El retrovisor derecho se acomoda al dar marcha atrás y nos deja ver el andén con mucha más facilidad. Perfecto para evitar daños en los delicados rines. Además, ambas lunas externas se oscurecen, privilegio que por lo general solo le corresponde al espejo interno.
No tiene ningún medidor de consumo instantáneo, ni analógico ni digital, ¿A quién le importa?. Sí que ofrece un testigo que recomienda la marcha ideal para circular ecológicamente… siempre y cuando el pedal derecho no se lleve muy presionado.
Más allá del placer, se valora la exactitud de cada comando y la rapidez para hacer cualquier acción cuando por las inmensas prestaciones todo sucede a más velocidad y no hay lugar a la desconcentración por culpa de una palanca “mañosa” o un freno impredecible.
El sonido de los parlantes está firmado por harman/kardon.
La palanca del control de crucero es algo complicada. Mejor la de los BMW de concepción más reciente, instalada en el timón y no en la columna.
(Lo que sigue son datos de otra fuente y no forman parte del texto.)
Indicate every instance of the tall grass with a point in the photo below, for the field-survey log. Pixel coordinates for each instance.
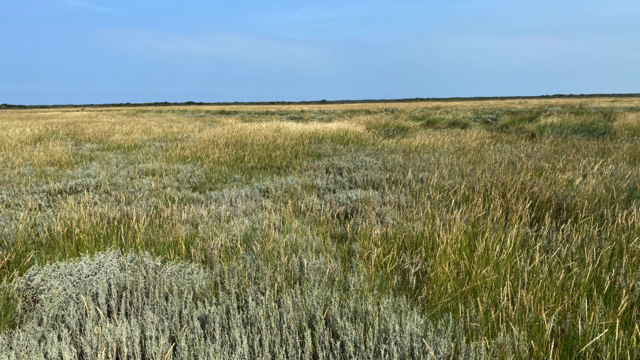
(514, 225)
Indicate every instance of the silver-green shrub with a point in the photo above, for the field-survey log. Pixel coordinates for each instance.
(112, 306)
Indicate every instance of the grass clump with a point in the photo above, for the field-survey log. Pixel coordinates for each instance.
(112, 306)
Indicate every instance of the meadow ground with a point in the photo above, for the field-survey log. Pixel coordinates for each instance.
(496, 229)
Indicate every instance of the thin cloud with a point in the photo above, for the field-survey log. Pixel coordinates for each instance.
(90, 6)
(231, 48)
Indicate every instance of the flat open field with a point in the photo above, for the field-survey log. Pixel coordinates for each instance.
(470, 230)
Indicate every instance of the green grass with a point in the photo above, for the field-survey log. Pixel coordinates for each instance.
(507, 231)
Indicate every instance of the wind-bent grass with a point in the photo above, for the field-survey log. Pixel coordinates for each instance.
(514, 225)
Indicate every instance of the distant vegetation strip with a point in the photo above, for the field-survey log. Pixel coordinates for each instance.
(320, 102)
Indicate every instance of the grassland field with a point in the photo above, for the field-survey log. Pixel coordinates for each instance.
(455, 230)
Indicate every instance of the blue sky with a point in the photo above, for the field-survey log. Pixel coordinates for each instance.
(98, 51)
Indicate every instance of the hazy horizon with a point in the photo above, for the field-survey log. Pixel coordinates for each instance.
(81, 52)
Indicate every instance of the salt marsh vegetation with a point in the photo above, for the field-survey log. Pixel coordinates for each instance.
(497, 229)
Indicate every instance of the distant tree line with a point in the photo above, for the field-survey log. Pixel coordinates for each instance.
(320, 102)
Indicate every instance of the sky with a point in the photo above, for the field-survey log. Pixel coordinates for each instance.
(98, 51)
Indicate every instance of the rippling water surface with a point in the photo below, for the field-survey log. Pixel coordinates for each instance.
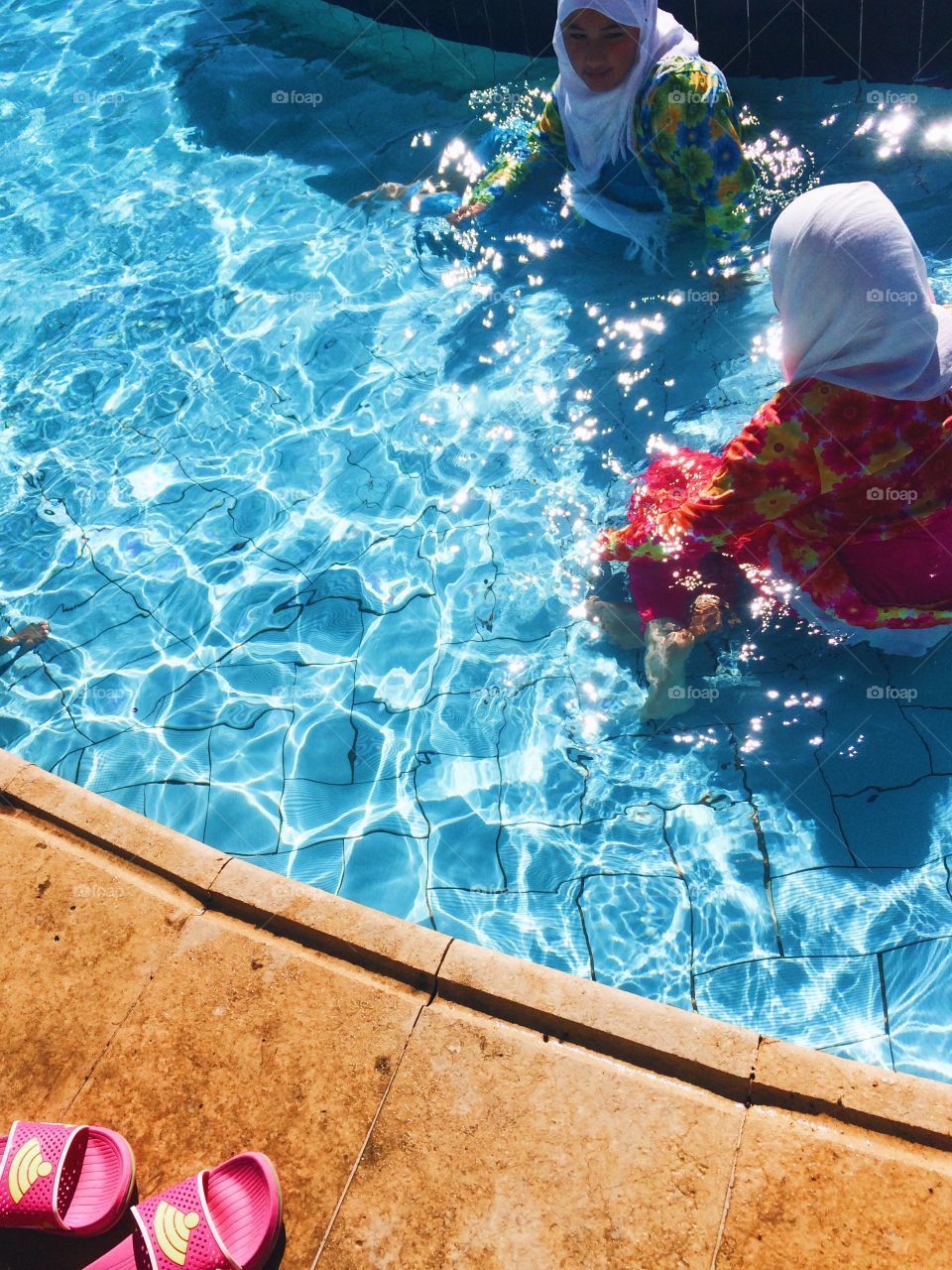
(306, 492)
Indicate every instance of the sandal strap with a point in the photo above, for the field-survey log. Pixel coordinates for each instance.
(32, 1174)
(178, 1229)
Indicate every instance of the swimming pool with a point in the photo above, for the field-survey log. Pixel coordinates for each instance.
(306, 495)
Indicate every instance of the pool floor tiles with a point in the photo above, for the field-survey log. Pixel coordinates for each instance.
(411, 1132)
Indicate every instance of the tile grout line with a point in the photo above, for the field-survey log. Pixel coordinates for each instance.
(125, 1019)
(345, 1189)
(729, 1193)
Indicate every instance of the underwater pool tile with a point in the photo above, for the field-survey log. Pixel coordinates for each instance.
(182, 806)
(391, 870)
(934, 728)
(543, 928)
(398, 656)
(144, 753)
(830, 912)
(875, 1051)
(539, 783)
(542, 856)
(794, 839)
(919, 1015)
(329, 630)
(898, 828)
(462, 724)
(815, 1001)
(462, 847)
(798, 818)
(461, 779)
(320, 735)
(722, 867)
(243, 821)
(892, 751)
(627, 920)
(345, 811)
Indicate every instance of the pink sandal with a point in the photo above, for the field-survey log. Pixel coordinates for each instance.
(72, 1179)
(226, 1218)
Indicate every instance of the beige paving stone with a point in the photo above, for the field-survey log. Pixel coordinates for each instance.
(499, 1151)
(809, 1193)
(245, 1042)
(190, 864)
(80, 938)
(334, 925)
(664, 1039)
(871, 1096)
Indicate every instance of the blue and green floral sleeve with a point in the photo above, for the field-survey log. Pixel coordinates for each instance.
(509, 171)
(688, 139)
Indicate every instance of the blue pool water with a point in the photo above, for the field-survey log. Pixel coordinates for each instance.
(306, 494)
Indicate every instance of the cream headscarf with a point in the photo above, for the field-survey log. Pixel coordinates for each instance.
(855, 299)
(599, 126)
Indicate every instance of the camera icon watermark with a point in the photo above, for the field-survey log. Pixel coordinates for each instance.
(878, 296)
(887, 96)
(693, 298)
(880, 693)
(293, 96)
(684, 693)
(885, 494)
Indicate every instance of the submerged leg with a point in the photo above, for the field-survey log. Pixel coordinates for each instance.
(666, 651)
(620, 622)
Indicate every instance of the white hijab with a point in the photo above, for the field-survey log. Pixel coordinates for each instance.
(855, 299)
(599, 127)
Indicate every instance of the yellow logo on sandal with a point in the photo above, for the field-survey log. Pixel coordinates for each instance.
(28, 1166)
(173, 1229)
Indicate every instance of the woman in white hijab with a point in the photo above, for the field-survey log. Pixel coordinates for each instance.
(839, 492)
(647, 126)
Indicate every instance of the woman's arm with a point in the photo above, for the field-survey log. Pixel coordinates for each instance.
(766, 471)
(511, 171)
(689, 139)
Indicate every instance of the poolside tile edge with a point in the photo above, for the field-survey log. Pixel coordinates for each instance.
(705, 1052)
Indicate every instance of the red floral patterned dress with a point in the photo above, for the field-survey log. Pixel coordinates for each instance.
(849, 493)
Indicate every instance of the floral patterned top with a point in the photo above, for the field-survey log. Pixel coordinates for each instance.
(687, 137)
(817, 467)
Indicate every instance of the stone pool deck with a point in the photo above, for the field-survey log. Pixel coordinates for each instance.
(428, 1103)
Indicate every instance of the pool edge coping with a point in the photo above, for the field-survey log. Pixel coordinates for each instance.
(719, 1057)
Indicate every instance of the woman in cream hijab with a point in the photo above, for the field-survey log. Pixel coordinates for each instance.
(839, 488)
(645, 126)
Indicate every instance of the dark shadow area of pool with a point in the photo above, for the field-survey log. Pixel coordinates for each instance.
(842, 39)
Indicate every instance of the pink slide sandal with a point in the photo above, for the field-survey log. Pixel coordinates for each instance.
(71, 1179)
(226, 1218)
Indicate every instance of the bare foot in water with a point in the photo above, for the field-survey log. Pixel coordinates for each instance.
(27, 636)
(620, 622)
(389, 191)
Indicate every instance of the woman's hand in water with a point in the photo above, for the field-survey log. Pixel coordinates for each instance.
(466, 212)
(389, 190)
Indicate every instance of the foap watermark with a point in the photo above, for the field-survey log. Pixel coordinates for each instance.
(690, 694)
(887, 494)
(95, 890)
(294, 96)
(887, 96)
(694, 298)
(887, 693)
(878, 296)
(91, 96)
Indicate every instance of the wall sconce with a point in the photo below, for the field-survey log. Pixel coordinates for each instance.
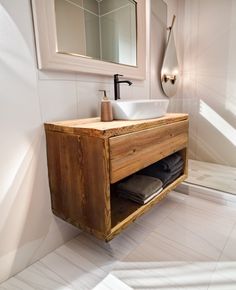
(171, 78)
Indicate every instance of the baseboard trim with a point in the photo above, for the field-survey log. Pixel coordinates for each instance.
(217, 196)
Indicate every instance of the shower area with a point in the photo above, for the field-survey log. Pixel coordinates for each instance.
(207, 89)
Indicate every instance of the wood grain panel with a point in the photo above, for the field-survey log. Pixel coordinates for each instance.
(94, 127)
(132, 152)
Extrañamos un dispositivo que acerque los cinturones delanteros, al estilo de los Serie 3 Coupé. Hace falta estirarse bastante para alcanzarlos.
Para acceder a los asientos traseros, se pliega el respaldo de la silla de adelante con una palanca y la banqueta se corre con un mando eléctrico.
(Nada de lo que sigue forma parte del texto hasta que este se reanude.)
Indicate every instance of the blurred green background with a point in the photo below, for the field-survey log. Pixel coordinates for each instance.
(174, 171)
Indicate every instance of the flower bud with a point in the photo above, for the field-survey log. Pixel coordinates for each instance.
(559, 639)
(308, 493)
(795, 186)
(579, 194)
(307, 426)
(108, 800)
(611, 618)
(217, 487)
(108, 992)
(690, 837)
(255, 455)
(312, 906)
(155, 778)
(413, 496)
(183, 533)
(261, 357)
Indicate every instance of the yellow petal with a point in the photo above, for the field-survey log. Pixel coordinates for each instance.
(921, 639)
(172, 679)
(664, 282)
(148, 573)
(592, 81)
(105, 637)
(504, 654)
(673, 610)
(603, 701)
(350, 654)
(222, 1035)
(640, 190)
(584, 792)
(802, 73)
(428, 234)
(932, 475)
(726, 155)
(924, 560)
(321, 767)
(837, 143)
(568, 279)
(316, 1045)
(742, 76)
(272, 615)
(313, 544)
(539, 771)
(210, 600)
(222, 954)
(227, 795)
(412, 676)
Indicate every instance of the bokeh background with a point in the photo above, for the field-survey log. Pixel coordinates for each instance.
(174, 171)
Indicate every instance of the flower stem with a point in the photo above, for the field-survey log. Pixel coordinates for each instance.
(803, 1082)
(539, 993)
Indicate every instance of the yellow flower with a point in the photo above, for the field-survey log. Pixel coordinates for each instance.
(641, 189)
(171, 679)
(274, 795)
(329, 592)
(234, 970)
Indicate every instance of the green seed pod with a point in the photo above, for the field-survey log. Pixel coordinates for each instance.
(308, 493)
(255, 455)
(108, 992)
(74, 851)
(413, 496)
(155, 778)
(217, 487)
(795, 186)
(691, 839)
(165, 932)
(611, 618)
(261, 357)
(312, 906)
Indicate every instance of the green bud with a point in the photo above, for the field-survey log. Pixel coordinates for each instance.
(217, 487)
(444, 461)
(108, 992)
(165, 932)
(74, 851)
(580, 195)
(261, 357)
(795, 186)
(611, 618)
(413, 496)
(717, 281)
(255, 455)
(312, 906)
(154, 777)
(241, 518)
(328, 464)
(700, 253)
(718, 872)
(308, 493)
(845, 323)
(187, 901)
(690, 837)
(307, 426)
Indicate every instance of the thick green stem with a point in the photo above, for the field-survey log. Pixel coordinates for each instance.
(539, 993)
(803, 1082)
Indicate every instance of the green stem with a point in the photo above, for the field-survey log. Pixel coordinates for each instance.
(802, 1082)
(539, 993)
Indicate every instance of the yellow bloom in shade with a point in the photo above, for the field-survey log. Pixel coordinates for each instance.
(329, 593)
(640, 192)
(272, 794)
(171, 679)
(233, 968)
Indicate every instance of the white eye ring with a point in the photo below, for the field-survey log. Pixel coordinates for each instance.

El diseño del parachoques frontal suprime las exploradoras.
Una vez más, nos quejamos de la reversa en el grupo BMW. Al solo ser necesario vencer una resistencia hacia la izquierda, es muy fácil engranarla por equivocación cuando en realidad queremos poner primera.
Llantas: Michelin Pilot Sport 235/35 R19 (adelante) y 265/35 R19 (atrás).